平行世界でのお話なので本編には一切関係ないよ。なのでレベルはEX

「クロノくん、クロノくん、星が見たいな。満点の星空。砂漠のど真ん中で視界の端から端まで瞬く星で一杯になるようなの」

 いつものようにニコニコと笑いながらエーリッヒがそんなことを言ってきたのは一昨日の事。最後の講義が終わり、これから週末だ、パーティーだと周りの学生たちが浮かれる中、まるで俺に言えばその通りになるとでも信じているかのように当たり前な調子で、そんな事を言ってきた。事実、エーリッヒは俺に言えば何でもその通りになると信じている。けれども、決して俺がこいつに尽くしてくれるとか考えている訳じゃない。エーリッヒにとって俺は神様なのだ。だから、毎夜ベッドの脇にひざまずいて祈りをささげるのと同じように、日曜でもないのに教会に行って告白の成功を祈るのと同じように、自分の夢や希望を俺に語ってくる。


 あの日、時計塔の上で魔法瓶を片手に一夜を過ごしたあの日から、エーリッヒの中で俺は神様になった。自分に世界の美しさを教えてくれた偉大な存在、という意味での神である。


 正直、そんな純粋な好意を寄せられても一学生に過ぎないこちらとしては若干心苦しいところはあるのだが、そこはそれ。エーリッヒもさすがに実現不可能な願いは言ってもどうしようもないと理解しているらしく、少し頑張ればどうにか出来そうな内容のものくらいしか言ってこない。だからこそ、というのだろうか。そういう風にお願いされてしまったものは少しくらい無理をしても叶えてあげたくなってしまう。惚れた弱みというやつだった。そして、普段自己主張なんてほとんどしないエーリッヒが俺にだけはささやかなわがままを言ってくるのも、実は惚れた弱みなのだという事を俺は知っている。ハイスクールの頃から十年近く目で追い続けてきているのだから、相手が自覚していない感情でも、そのくらいはなんとなく分かるのだ。



#####



 だから。

 そう、だから。

 エーリッヒのかわいいお願いから二日後の今日、俺は見渡す限りの大砂丘の中をジープでかっ飛ばしていた。隣にはもちろん、初めて見る風景に目を輝かせているエーリッヒを乗せて。
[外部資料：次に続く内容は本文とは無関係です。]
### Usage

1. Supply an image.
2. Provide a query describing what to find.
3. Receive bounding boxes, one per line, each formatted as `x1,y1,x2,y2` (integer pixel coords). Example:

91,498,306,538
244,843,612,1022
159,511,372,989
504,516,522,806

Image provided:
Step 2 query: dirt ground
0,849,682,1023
「わぁ、すごいすごい! すっごく跳ねる! ぼく、車がこんなどっすんどっすん跳ねるところ見るのなんて初めて!」

 そりゃそうだろう。そんな経験、俺だって初めてだ。と言うか、砂丘を走るの自体初めてだ。いつハンドルを取られて横転するかヒヤヒヤしてならない。
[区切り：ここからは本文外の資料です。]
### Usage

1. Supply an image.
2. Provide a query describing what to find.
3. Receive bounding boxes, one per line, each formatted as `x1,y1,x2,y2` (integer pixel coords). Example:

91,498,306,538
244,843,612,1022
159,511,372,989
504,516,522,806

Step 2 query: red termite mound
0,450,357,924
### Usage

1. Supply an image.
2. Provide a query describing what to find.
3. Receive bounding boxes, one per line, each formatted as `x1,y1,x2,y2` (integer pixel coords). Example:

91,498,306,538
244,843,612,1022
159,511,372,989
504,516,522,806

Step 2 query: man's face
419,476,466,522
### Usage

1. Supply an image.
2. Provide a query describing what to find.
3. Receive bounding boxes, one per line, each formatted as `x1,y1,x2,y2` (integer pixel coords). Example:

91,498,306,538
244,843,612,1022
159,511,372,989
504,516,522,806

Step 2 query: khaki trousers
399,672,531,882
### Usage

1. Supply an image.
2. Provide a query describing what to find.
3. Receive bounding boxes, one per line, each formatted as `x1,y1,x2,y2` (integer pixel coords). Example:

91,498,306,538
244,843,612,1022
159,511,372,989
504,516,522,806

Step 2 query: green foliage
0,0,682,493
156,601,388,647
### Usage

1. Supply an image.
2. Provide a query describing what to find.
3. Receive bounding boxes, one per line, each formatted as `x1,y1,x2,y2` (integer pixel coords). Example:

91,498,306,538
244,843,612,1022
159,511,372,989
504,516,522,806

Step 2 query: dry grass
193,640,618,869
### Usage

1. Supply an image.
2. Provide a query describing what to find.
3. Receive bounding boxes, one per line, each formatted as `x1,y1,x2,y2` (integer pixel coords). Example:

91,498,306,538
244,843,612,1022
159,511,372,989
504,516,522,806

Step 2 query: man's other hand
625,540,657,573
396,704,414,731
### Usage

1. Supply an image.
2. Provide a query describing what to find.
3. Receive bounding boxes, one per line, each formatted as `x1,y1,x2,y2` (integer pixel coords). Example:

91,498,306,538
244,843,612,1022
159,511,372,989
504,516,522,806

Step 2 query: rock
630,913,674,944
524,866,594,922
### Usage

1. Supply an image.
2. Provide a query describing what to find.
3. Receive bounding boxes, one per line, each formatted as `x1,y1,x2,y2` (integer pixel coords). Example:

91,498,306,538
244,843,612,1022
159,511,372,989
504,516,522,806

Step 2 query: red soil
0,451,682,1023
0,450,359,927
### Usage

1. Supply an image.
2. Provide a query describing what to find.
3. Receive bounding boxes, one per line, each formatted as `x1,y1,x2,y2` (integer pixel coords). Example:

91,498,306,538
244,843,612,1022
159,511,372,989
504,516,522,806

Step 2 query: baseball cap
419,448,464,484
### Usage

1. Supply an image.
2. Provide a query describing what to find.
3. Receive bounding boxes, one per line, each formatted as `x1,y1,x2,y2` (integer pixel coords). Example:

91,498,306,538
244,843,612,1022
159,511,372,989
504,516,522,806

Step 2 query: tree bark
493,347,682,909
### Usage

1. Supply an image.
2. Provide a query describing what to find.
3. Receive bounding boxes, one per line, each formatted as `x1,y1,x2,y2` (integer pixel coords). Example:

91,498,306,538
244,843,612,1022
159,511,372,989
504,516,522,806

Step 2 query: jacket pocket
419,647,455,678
「しっかり掴まってろよ。いくら砂だっつっても顔面から突っ込んだら絶対痛いぞ」

 さりげなく肩に手を置く。役得役得。

「あと、水分補給はこまめにな。汗がすぐに蒸発するせいで、身体から水分が失われてるって気付きにくいらしいから」

「クロノくんは本当に物知りだね。車も運転できるし、なんでもできて凄いねぇ」

「いやまぁ、一応俺『外界げかい』育ちだし。あんなとこ車運転できなかったらすぐに死ぬし。いや、比喩とかではなく」

 ふぅん? と首をかしげるエーリッヒ。いまいちピンと来てないようだったが、まぁ、今そこまで一々説明してやる必要もないし、後々本人が行ってみたいなんてぬかした時に改めて説明してやれば充分だろう。
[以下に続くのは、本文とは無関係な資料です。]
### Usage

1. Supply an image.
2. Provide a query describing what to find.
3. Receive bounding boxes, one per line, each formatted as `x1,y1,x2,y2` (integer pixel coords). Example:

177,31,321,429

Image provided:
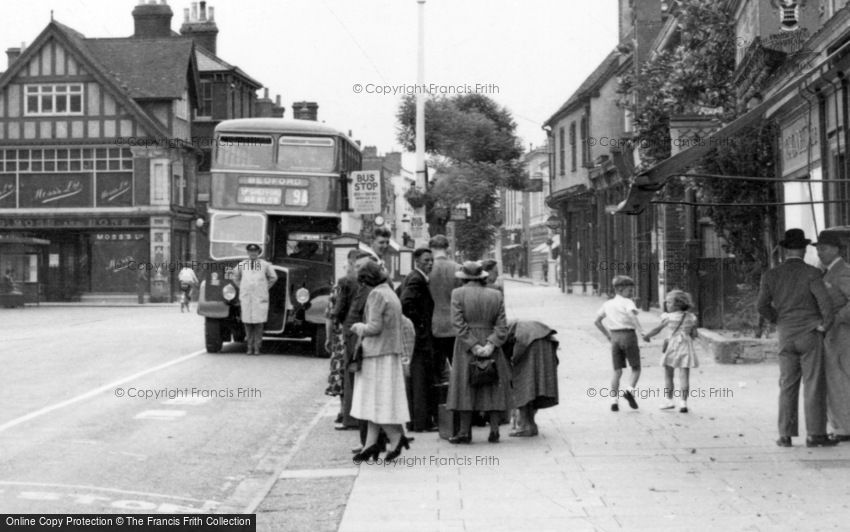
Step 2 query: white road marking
0,480,212,504
278,467,360,478
162,397,210,406
0,349,207,432
133,410,186,421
 それよりも今は、大海原のように起伏の激しい一面の大砂海の相手をすることの方が大事だった。一応一週間くらいはキャンピングできるくらいの水や食料は積んできているけれど、車がダメになったらそんな準備も意味はなくなる。たかが一週間程度の備えで徒歩横断できるほど、灼熱の砂漠は甘くない。


 だがしかし。そんな俺の心配はどうやら杞憂で終わってくれるようだった。

「あ! ねぇねぇ、クロノくん、あれじゃない? リヴェリアくんが言ってた目印!」

 ニコニコと心底楽しそうに前方を指差すエーリッヒ。俺もエーリッヒの示すものの存在には気付いていたので、そちらに向けてわずかにハンドルを切る。

 ずっと地平線を眺めて走っていた俺たちだったが、「それ」が視界の中に現れたのは本当に突然だった。

 まるで瞬間移動でもしてきたかのように唐突に、ほんの数kmほど前方に出現した巨大な建造物。いや、それが本当に建造物なのかどうかは知らない。より正確に言うなら、「まだ解明されていない」。

 とにかく、風化の具合からして旧暦以前から既にそこにあったのだろうと言われている、平坦な風景の続く砂漠の中ではどうあがいたって見逃しようのない超弩級のランドマーク。形状としては雨傘を天に向けて逆さに突き立てたような、なかなかどうして自然には形作られないだろう不思議な見た目。入口らしき部分に刻まれていた古代語から「天鎖の徒花(ヒンメルライヒ)」と呼ばれている。

 とりあえずそこが、当面の俺たちの目的地。エーリッヒのお願いである「視界一面の星空」を臨むことの出来る場所だった。